Whether it was by accident or design, a more suitable person than batting coach Thilan Samaraweera could not have been offered up. As someone not given to resorting to diplomacy, Samaraweera -- who as a former Sri Lanka Test batsman would not have dreamed of playing some of the shots played near the end of a day -- in expressions and words provided the essence of how a professional cricketer or former cricketer should react to the batting at the end of the day.
Bangladesh, with Sabbir Rahman and Imrul Kayes at the crease, had gotten to 192 for two in response to Sri Lanka's first innings score of 338 and with four overs left on the second day of the second Test, all that was needed was to play out the overs and go to their hotel rooms secure in the knowledge that they were ahead in their 100th Test. Instead, Imrul Kayes played a rash pull shot to chinaman bowler Lakshan Sandakan and was out leg-before, before Taijul departed first ball and Sabbir was out caught in an obvious leg-side trap in the next over. Since Taijul's dismissal, 22 runs were scored off 20 balls before the umpires called an end to the chaos, 18 of them scored by Shakib Al Hasan off eight balls.
"I have no clue at the moment. I think one rash shot made trouble for us – Imrul's dismissal," Samaraweera said after coming into the media room with a bemused smile and chuckling, ruefully perhaps, when a Sri Lankan journalist said something to him in Sinhala. "I can teach skill, but when you are batting in Test cricket you have to know what the opposition is doing, you have to have that awareness. I think you have to be intelligent in the middle and we are lucky we finished with five [down], I thought [we would] finish with six."

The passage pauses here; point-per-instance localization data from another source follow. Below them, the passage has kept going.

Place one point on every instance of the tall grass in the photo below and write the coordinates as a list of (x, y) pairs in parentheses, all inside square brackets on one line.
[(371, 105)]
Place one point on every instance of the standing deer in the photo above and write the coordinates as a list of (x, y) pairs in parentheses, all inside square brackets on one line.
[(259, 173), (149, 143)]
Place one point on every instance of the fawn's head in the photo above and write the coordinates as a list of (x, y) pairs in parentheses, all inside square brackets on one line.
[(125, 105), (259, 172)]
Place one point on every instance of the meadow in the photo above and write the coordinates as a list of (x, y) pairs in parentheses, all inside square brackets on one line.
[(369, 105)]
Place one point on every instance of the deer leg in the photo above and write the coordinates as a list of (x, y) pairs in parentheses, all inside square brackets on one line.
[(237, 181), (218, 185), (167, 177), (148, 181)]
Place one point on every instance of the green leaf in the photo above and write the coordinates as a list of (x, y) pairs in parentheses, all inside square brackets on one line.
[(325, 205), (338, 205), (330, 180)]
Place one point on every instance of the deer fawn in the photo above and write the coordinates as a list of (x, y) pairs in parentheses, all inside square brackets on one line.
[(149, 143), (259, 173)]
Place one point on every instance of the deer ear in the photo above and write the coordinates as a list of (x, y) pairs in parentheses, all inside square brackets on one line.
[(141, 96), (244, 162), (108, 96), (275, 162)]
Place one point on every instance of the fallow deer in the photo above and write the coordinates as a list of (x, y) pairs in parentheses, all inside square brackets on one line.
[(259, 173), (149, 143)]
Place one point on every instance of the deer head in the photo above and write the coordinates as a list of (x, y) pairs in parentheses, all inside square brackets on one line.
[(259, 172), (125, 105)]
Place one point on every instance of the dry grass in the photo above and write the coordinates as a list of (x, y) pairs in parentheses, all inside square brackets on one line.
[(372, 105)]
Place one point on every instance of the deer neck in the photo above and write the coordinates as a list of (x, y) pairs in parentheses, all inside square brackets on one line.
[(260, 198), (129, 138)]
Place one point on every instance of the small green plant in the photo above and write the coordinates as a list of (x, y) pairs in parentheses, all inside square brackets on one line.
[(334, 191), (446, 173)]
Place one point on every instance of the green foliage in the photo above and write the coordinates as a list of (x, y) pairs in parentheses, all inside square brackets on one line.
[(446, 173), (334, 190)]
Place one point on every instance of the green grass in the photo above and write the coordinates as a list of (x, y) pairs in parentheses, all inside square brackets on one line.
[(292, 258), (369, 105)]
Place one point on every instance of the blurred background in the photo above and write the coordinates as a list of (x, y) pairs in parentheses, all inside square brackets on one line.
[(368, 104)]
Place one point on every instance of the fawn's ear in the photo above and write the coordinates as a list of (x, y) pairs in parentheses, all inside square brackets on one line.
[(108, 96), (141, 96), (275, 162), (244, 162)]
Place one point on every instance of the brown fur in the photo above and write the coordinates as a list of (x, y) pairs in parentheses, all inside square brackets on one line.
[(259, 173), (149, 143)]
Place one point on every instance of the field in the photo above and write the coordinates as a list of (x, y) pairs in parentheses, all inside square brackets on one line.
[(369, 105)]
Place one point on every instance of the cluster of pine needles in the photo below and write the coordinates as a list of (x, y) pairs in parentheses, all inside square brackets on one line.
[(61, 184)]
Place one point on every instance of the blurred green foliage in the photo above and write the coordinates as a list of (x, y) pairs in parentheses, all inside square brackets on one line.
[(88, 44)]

That last bit may well have been a pointed remark at Shakib, who seemed to be doing his best to get out. He hit the hattrick delivery for a cross-batted boundary, hit another off Sandakan's next over before being dropped by Upul Tharanga on the midwicket boundary from an attempted pull for six two balls later. Then he played another hook off Suranga Lakmal in the last over of the day, with the top-edge bouncing a few feet in front of the onrushing square leg fielder. Even by Shakib's standards, this was irresponsible batting. While his previous exhibitions of recklessness were batted away by coach Chandika Hathurusingha or captain Mushfiqur Rahim, Samaraweera, when asked how he saw Shakib's 'little cameo', at first struggled for words while smiling ruefully, shook his head and said all that he could say.
"I don't have words, honestly. I have run out of ideas honestly."
He also rubbished notions of playing the 'natural game', a favoured refuge of Bangladesh batsmen when they get out in a manner not befitting the match situation. "You can play a natural game but you have to be aware of what the opposition is doing. That is cricket. You can't play every day like your natural game. It is not like one-day cricket; in five-day cricket, mentally you have to be strong."
Soumya Sarkar had scored his third successive half-century and gotten out without taking it further for the third successive time.
"If you are batting in the top five, you have to score hundreds. If you are happy with 50s, that is not enough," said Samaraweera. "Honestly I am out of ideas, the same thing happens every time."
After some of the answers, Samaraweera did revert to press-conference speak: "Hopefully the next two, three guys can get close to the Sri Lanka score or we can get a 50-run lead."
For the only time in the presser, the Bangladesh coach did not seem to believe what he was saying.